The ‘he’ referring to the Horseman, most likely. Gridel moves fast, tackling the child and pushing him up against the wall. She wrenches the spear from his grasp and tosses it aside. Whilst the child screams and kicks violently, Gridel is able to pin him down.
Ren turns to the door, raises Ifrit, and sets it alight. The wood crackles and burns in the heat of the flames. Penny grabs the child’s dropped spear and stabs it into the door. Some of the planks give way, but not all. Ren draws Ifrit back and swings it against the wood.
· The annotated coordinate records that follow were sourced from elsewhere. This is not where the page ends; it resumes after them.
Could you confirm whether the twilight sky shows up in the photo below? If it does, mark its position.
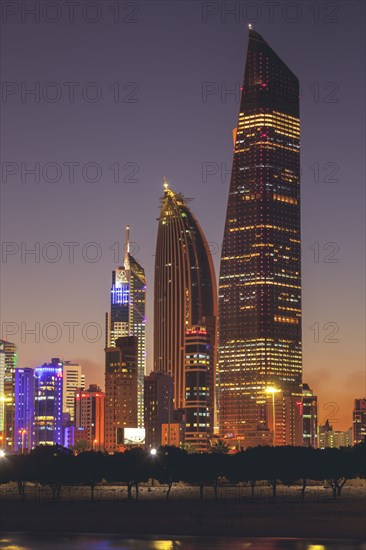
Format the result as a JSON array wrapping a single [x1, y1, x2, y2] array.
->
[[1, 0, 366, 429]]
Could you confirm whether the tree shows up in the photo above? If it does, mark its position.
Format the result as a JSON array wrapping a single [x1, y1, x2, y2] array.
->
[[26, 445, 75, 500], [151, 445, 187, 499], [75, 451, 105, 500], [210, 439, 230, 455]]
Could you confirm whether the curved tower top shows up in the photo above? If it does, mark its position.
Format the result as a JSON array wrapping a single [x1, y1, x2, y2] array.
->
[[154, 180, 217, 409]]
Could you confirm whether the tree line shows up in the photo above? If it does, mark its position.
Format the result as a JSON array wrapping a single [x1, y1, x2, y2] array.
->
[[0, 442, 366, 500]]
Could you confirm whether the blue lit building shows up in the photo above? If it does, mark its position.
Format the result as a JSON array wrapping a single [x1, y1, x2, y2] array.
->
[[34, 358, 63, 446], [106, 227, 146, 428], [14, 368, 34, 452]]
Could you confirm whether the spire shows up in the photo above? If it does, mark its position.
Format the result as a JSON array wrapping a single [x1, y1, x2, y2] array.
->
[[124, 225, 130, 269]]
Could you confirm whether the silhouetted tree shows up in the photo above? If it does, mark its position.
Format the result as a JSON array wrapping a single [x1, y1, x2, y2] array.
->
[[74, 451, 105, 500]]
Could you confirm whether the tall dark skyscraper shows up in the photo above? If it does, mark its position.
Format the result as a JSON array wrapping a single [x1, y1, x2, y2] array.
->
[[106, 226, 146, 427], [219, 29, 302, 437], [154, 182, 217, 431]]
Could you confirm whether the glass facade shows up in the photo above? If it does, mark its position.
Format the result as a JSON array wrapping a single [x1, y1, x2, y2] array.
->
[[185, 327, 213, 452], [106, 227, 146, 427], [154, 183, 217, 426], [219, 29, 302, 442], [14, 368, 34, 452], [34, 361, 63, 446]]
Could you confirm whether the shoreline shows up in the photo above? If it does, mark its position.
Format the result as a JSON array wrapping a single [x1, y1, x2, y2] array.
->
[[0, 497, 366, 542]]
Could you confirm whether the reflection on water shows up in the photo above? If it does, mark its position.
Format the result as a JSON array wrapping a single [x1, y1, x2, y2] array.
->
[[0, 534, 366, 550]]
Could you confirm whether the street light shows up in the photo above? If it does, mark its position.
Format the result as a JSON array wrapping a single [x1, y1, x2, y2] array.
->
[[264, 386, 281, 447]]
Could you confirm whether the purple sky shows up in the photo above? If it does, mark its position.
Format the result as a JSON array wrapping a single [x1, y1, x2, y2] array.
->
[[1, 0, 365, 429]]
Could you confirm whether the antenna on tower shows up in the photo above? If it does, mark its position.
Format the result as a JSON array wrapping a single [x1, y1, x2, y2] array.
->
[[124, 225, 130, 269]]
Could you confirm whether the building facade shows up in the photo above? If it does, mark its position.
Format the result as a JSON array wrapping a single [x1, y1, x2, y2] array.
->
[[105, 336, 138, 452], [352, 398, 366, 445], [75, 384, 105, 451], [184, 326, 213, 452], [106, 227, 146, 427], [219, 29, 302, 444], [14, 368, 34, 453], [319, 420, 352, 449], [34, 358, 63, 446], [302, 384, 318, 449], [0, 340, 7, 449], [62, 361, 85, 422], [144, 372, 174, 449], [0, 340, 17, 450], [154, 182, 217, 427]]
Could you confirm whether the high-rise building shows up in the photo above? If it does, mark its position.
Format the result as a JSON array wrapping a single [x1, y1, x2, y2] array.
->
[[185, 327, 213, 452], [75, 384, 105, 451], [219, 29, 302, 437], [34, 358, 63, 446], [0, 340, 17, 450], [352, 397, 366, 445], [14, 368, 34, 452], [319, 420, 352, 449], [144, 372, 174, 449], [106, 227, 146, 427], [154, 181, 217, 428], [302, 384, 318, 448], [161, 422, 185, 447], [0, 340, 6, 449], [62, 361, 85, 422], [105, 336, 138, 452]]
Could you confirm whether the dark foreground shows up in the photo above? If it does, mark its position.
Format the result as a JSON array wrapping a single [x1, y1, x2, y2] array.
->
[[0, 533, 365, 550], [0, 496, 366, 548]]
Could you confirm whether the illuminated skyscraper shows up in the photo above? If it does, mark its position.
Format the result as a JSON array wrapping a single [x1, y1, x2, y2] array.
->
[[144, 372, 174, 449], [302, 384, 318, 448], [34, 358, 63, 446], [62, 361, 85, 422], [0, 340, 17, 450], [352, 398, 366, 445], [105, 336, 138, 452], [185, 327, 212, 452], [75, 385, 105, 451], [106, 227, 146, 427], [154, 182, 217, 430], [14, 368, 34, 452], [219, 29, 302, 437]]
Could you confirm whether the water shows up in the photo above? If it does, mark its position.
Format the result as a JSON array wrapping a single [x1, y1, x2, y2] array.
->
[[0, 533, 366, 550]]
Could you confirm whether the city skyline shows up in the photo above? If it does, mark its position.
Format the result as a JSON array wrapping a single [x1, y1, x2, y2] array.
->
[[3, 7, 363, 436], [218, 28, 302, 444]]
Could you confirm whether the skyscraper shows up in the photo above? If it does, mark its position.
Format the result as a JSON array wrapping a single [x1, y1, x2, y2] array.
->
[[302, 384, 318, 448], [106, 226, 146, 427], [0, 348, 6, 449], [75, 385, 105, 451], [34, 358, 63, 445], [14, 368, 34, 452], [352, 398, 366, 445], [185, 327, 212, 452], [154, 182, 217, 431], [0, 340, 17, 450], [144, 372, 174, 449], [62, 361, 85, 422], [105, 336, 138, 452], [219, 29, 302, 444]]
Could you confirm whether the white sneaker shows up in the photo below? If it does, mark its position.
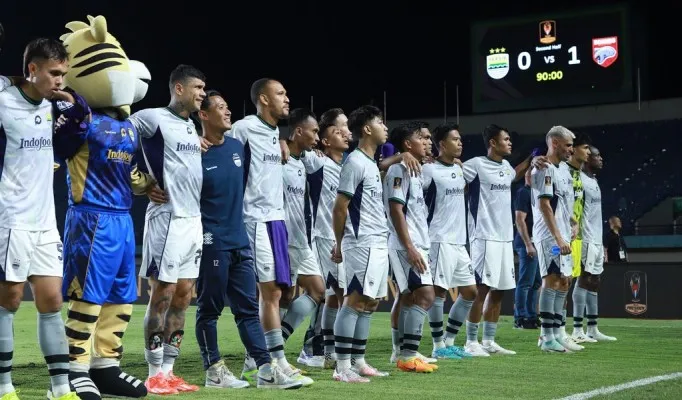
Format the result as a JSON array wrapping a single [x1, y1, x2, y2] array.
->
[[282, 364, 315, 386], [464, 341, 490, 357], [296, 350, 324, 368], [587, 328, 618, 342], [556, 336, 585, 351], [417, 353, 438, 364], [332, 368, 369, 383], [206, 360, 250, 389], [481, 340, 516, 356], [257, 360, 303, 389], [571, 328, 597, 343]]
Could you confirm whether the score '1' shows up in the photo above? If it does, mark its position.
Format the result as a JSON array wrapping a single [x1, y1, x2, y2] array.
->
[[516, 46, 580, 70]]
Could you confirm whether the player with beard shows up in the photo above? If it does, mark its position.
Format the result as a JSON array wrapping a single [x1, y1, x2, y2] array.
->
[[230, 78, 305, 380], [531, 126, 575, 353], [571, 146, 616, 342], [191, 90, 301, 389], [130, 65, 206, 394]]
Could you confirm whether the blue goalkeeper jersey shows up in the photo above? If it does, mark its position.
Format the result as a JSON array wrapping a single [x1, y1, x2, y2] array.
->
[[54, 110, 141, 211]]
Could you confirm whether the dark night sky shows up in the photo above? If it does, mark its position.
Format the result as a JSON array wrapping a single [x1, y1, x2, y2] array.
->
[[0, 0, 682, 119]]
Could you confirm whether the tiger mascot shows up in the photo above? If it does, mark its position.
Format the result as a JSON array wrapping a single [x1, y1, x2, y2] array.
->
[[54, 16, 156, 400]]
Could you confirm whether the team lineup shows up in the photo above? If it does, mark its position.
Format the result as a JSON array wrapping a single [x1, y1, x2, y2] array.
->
[[0, 16, 616, 400]]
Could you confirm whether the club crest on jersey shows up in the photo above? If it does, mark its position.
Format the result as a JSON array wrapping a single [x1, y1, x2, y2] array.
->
[[592, 36, 618, 68]]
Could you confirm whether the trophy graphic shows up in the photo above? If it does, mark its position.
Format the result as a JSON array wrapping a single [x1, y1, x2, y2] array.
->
[[540, 20, 556, 44]]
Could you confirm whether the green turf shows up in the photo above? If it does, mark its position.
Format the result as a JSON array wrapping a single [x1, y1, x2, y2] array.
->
[[5, 303, 682, 400]]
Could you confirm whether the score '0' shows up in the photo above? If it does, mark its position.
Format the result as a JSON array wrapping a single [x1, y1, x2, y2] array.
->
[[516, 46, 580, 71]]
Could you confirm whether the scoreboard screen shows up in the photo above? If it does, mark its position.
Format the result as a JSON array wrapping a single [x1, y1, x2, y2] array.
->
[[472, 8, 634, 112]]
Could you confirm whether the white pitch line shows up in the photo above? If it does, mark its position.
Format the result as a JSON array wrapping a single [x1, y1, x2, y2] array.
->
[[558, 372, 682, 400]]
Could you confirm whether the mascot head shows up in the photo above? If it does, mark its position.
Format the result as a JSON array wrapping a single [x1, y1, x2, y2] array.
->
[[60, 15, 151, 118]]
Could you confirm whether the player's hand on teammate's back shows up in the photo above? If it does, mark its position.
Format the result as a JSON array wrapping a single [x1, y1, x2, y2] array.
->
[[530, 156, 549, 169], [401, 153, 422, 176], [279, 139, 289, 164], [557, 238, 571, 256], [407, 246, 426, 274], [199, 138, 213, 153], [147, 185, 168, 204], [526, 243, 538, 258], [331, 243, 343, 264]]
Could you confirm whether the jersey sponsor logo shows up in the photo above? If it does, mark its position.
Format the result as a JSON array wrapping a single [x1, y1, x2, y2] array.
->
[[19, 137, 52, 150], [263, 154, 282, 164], [287, 185, 305, 196], [445, 188, 464, 196], [176, 143, 201, 154], [107, 149, 133, 164], [232, 153, 242, 167]]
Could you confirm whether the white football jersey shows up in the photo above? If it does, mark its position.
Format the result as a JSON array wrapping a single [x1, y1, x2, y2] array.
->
[[0, 75, 12, 92], [531, 163, 575, 243], [580, 172, 604, 244], [422, 160, 467, 246], [230, 115, 285, 222], [130, 107, 203, 218], [0, 86, 57, 231], [284, 155, 309, 249], [464, 156, 516, 242], [384, 163, 431, 250], [338, 149, 388, 250], [302, 152, 341, 240]]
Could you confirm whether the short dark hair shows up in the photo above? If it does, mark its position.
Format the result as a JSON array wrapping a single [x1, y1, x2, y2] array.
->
[[24, 38, 69, 77], [289, 108, 317, 130], [250, 78, 276, 107], [168, 64, 206, 89], [433, 123, 459, 144], [388, 122, 420, 153], [573, 133, 592, 147], [483, 124, 509, 149], [320, 107, 345, 140], [414, 121, 431, 129], [201, 89, 223, 111], [348, 105, 382, 140]]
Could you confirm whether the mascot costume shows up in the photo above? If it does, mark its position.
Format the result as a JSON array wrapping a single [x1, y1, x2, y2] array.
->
[[54, 16, 155, 400]]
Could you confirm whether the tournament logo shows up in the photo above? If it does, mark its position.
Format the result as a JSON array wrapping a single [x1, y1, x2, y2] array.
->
[[592, 36, 618, 68], [625, 271, 648, 315], [393, 178, 403, 189], [539, 20, 556, 44], [485, 47, 509, 79]]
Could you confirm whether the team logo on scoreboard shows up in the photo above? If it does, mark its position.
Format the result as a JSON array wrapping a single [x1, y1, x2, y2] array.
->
[[592, 36, 618, 68], [540, 20, 556, 44], [625, 271, 648, 315], [485, 48, 509, 79]]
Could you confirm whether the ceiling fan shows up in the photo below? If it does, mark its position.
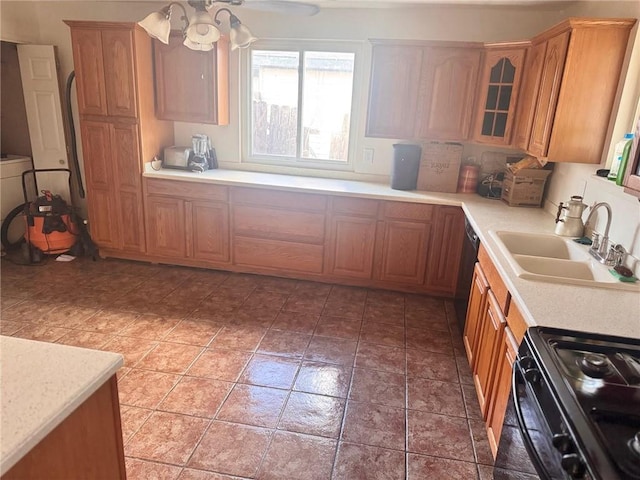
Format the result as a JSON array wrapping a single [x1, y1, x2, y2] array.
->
[[202, 0, 320, 16], [138, 0, 320, 51]]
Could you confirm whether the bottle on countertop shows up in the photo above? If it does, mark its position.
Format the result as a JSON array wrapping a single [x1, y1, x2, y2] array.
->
[[616, 134, 633, 185], [607, 133, 633, 181]]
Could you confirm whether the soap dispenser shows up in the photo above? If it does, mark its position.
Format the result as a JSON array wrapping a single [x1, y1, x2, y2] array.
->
[[555, 195, 587, 237]]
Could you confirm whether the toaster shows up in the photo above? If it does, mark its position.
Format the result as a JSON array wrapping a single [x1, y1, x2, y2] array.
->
[[162, 146, 191, 170]]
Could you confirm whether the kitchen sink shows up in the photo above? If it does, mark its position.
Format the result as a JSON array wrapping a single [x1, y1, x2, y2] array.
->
[[489, 231, 640, 291]]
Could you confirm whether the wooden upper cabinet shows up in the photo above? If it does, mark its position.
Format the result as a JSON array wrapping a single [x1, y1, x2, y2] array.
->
[[518, 18, 636, 163], [528, 32, 570, 157], [366, 44, 422, 138], [153, 32, 229, 125], [67, 22, 138, 117], [71, 28, 107, 115], [102, 29, 138, 117], [473, 44, 528, 145], [416, 47, 481, 140], [511, 42, 547, 150]]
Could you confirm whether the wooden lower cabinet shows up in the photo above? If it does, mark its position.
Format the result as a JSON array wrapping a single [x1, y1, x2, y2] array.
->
[[425, 206, 465, 295], [378, 220, 431, 285], [146, 196, 187, 258], [462, 263, 489, 370], [2, 375, 126, 480], [141, 178, 464, 296], [187, 201, 230, 263], [472, 289, 507, 420], [486, 327, 518, 457], [326, 215, 377, 279]]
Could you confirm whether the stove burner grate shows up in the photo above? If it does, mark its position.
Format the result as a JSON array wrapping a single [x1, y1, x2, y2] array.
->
[[580, 353, 612, 378]]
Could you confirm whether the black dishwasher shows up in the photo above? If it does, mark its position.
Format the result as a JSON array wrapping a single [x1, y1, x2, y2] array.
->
[[454, 218, 480, 332]]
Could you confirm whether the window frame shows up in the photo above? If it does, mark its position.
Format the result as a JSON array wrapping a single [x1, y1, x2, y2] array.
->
[[240, 39, 366, 172]]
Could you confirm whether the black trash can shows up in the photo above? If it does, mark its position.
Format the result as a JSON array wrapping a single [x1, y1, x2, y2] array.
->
[[391, 143, 422, 190]]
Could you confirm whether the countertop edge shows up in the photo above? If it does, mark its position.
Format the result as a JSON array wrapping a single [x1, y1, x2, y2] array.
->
[[0, 345, 124, 476]]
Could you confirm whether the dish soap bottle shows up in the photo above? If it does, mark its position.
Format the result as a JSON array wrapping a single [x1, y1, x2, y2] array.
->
[[616, 134, 633, 185], [607, 133, 633, 181]]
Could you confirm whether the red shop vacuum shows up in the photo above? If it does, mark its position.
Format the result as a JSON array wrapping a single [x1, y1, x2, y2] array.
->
[[22, 168, 80, 263]]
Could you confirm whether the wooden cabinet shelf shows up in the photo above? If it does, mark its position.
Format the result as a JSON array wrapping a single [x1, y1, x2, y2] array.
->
[[65, 21, 173, 256], [473, 42, 528, 146], [366, 40, 481, 140], [514, 18, 636, 163], [153, 32, 229, 125]]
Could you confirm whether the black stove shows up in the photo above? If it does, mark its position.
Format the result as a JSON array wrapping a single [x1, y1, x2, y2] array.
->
[[514, 327, 640, 480]]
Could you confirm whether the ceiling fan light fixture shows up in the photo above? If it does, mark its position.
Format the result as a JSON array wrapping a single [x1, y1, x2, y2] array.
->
[[215, 8, 258, 50], [229, 22, 258, 50], [185, 10, 220, 44], [138, 5, 171, 44], [182, 37, 215, 52]]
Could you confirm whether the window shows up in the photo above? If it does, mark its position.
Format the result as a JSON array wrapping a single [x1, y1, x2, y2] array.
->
[[245, 43, 356, 169]]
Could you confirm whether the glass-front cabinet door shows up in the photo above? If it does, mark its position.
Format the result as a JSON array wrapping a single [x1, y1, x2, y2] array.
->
[[473, 42, 528, 145]]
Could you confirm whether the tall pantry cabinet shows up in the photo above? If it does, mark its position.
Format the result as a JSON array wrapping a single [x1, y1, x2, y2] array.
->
[[65, 21, 173, 256]]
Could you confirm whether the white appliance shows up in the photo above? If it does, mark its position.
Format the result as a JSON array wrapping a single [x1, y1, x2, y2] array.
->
[[0, 155, 33, 246]]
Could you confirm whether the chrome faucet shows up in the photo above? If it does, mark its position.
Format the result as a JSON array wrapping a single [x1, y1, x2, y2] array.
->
[[584, 202, 614, 265]]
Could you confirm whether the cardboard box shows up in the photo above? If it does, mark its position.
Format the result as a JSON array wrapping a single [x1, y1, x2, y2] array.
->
[[417, 142, 462, 193], [502, 168, 551, 207]]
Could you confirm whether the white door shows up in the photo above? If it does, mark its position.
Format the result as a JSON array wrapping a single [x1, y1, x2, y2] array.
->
[[18, 45, 70, 202]]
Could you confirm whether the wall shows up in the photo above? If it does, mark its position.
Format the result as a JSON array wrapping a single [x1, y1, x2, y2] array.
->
[[0, 42, 31, 157]]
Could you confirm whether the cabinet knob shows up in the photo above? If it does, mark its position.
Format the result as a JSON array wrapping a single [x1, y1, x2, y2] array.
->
[[551, 433, 573, 454], [524, 368, 540, 383], [560, 453, 585, 478]]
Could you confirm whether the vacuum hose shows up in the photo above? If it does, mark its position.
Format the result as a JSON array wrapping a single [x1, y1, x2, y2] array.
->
[[65, 70, 85, 198]]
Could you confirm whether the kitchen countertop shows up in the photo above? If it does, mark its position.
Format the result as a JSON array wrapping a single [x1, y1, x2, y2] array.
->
[[0, 336, 123, 475], [143, 164, 640, 339]]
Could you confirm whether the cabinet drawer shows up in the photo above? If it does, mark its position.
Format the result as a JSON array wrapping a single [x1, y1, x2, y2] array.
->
[[233, 237, 324, 273], [231, 187, 327, 212], [478, 244, 511, 315], [331, 197, 379, 217], [384, 202, 434, 222], [507, 301, 527, 344], [233, 205, 325, 244], [146, 179, 229, 202]]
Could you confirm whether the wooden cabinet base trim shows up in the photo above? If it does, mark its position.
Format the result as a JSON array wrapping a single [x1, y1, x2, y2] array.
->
[[100, 249, 460, 298]]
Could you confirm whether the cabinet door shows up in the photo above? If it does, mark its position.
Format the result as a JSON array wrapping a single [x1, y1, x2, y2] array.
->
[[529, 32, 570, 157], [473, 290, 506, 420], [153, 33, 229, 125], [326, 215, 377, 278], [379, 220, 431, 285], [80, 122, 120, 248], [146, 196, 187, 258], [102, 29, 137, 117], [190, 202, 229, 263], [110, 124, 144, 251], [474, 48, 526, 145], [366, 45, 422, 138], [487, 327, 518, 458], [426, 207, 465, 295], [462, 263, 489, 370], [512, 42, 547, 151], [71, 28, 107, 115], [417, 47, 481, 140]]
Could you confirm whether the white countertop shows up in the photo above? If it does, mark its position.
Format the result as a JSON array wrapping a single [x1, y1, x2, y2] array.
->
[[143, 165, 640, 339], [0, 336, 123, 475]]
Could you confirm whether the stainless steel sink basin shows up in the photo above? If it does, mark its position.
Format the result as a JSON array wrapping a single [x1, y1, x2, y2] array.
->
[[489, 231, 640, 291]]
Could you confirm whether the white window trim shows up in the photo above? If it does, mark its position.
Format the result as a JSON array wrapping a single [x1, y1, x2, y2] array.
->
[[240, 39, 366, 172]]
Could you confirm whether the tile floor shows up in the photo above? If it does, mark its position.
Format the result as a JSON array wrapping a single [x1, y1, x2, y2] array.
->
[[0, 259, 500, 480]]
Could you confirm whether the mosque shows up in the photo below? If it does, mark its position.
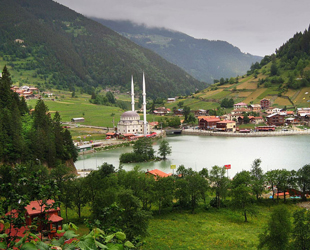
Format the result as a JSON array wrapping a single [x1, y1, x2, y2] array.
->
[[117, 73, 150, 136]]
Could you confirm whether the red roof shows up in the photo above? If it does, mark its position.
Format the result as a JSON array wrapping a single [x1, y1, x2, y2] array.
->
[[123, 134, 134, 137], [146, 169, 171, 177], [217, 120, 236, 123], [48, 214, 63, 222], [25, 200, 60, 215], [204, 118, 221, 122]]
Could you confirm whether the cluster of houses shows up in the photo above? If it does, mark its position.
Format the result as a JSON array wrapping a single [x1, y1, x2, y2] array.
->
[[154, 98, 310, 132], [11, 86, 53, 99], [0, 200, 63, 239]]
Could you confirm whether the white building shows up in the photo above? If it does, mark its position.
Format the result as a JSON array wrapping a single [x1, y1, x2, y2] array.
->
[[117, 111, 149, 134], [117, 73, 150, 135]]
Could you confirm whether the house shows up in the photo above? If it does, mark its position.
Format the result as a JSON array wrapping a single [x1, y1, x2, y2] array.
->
[[193, 109, 207, 117], [105, 132, 117, 139], [153, 107, 170, 115], [265, 107, 274, 115], [250, 104, 261, 112], [0, 200, 63, 239], [216, 121, 236, 132], [145, 169, 171, 180], [234, 102, 248, 109], [272, 108, 281, 114], [173, 109, 183, 116], [266, 113, 285, 126], [249, 116, 265, 124], [260, 98, 271, 109], [198, 116, 221, 129]]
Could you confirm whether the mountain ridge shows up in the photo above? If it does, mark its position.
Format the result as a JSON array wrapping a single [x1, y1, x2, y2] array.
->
[[90, 17, 262, 83], [0, 0, 207, 98]]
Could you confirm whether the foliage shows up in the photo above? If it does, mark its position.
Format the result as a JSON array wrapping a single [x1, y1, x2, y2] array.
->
[[258, 205, 291, 250], [209, 166, 229, 208], [231, 171, 256, 222], [296, 164, 310, 201], [158, 140, 172, 160], [0, 67, 77, 167], [250, 159, 265, 200], [291, 209, 310, 250], [0, 0, 204, 97]]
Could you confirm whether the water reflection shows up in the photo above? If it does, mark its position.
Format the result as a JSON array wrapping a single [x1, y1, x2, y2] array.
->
[[75, 135, 310, 176]]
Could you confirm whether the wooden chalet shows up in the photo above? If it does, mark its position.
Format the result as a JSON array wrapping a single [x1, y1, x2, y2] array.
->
[[0, 200, 63, 239]]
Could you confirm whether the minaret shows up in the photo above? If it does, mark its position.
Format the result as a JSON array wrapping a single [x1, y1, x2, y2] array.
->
[[142, 72, 147, 136], [131, 75, 135, 111]]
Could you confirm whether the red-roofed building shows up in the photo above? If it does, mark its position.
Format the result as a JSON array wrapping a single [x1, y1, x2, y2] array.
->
[[216, 121, 236, 132], [145, 169, 171, 179], [0, 200, 63, 239], [234, 102, 248, 109], [198, 116, 221, 129]]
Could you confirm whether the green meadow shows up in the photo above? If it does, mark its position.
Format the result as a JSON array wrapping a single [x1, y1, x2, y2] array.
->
[[61, 201, 298, 250]]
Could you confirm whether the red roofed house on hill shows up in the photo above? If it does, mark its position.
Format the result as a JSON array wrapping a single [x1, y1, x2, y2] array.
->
[[145, 169, 171, 179], [216, 121, 236, 132], [198, 116, 221, 129], [0, 200, 63, 239]]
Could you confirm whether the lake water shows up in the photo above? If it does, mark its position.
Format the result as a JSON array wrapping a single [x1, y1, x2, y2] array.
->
[[75, 135, 310, 177]]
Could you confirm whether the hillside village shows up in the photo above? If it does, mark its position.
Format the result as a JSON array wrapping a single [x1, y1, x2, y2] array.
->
[[153, 98, 310, 133]]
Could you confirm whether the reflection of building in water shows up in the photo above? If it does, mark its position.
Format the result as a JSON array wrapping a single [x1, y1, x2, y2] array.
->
[[117, 73, 150, 135]]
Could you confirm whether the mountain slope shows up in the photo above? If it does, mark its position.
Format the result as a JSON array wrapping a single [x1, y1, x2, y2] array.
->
[[167, 27, 310, 111], [0, 0, 207, 97], [92, 18, 262, 83]]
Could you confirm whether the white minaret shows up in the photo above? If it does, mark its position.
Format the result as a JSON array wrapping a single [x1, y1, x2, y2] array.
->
[[142, 72, 147, 136], [131, 75, 135, 111]]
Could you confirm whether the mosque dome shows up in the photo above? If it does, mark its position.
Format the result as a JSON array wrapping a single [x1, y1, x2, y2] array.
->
[[120, 111, 140, 121]]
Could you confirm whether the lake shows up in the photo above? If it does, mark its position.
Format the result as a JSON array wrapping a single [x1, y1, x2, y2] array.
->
[[75, 135, 310, 177]]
The staff smashes through the weakened door, and the wood is soon reduced to nothing more than cinders and smoking embers. Ren and Penny file out of the room, and into the sacrificial chamber. The place is thrown in utter chaos, with children screaming and yelling, and the Horseman shouting orders from his steed, standing just by the altar.
Their fiery entrance seems to have attracted much attention, less ideal than what Ren would have liked. He spots Tiv by the entrance, along with a few of the children, the latter manhandling and dragging him towards what is probably the dungeons.
“What is this? You have led the Luminaries to us!” the Horseman cries.
Tiv’s mouth moves—he is screaming something—but his voice is drowned out by the fearful and indignant shouts of the surrounding children. The Horseman turns to Ren, but by the time he does, Penny is already halfway across the room. She sprints towards the altar where his heart stands, Mira clutched tightly in her hand.
“You insolent whelps!” the Horseman bellows, and he charges at Penny, sword drawn. Ren draws up a wall of fire between him and Penny. The Horseman’s steed neighs and bucks, while the children shy away from the flaming wall.
Penny grunts, skidding to a halt just before the altar. Ren clenches his fist, keeping the fire going strong, strong enough to deter the Horseman. Penny holds Mira above her head, the dirk at the ready…
And she brings it down on the Horseman’s heart.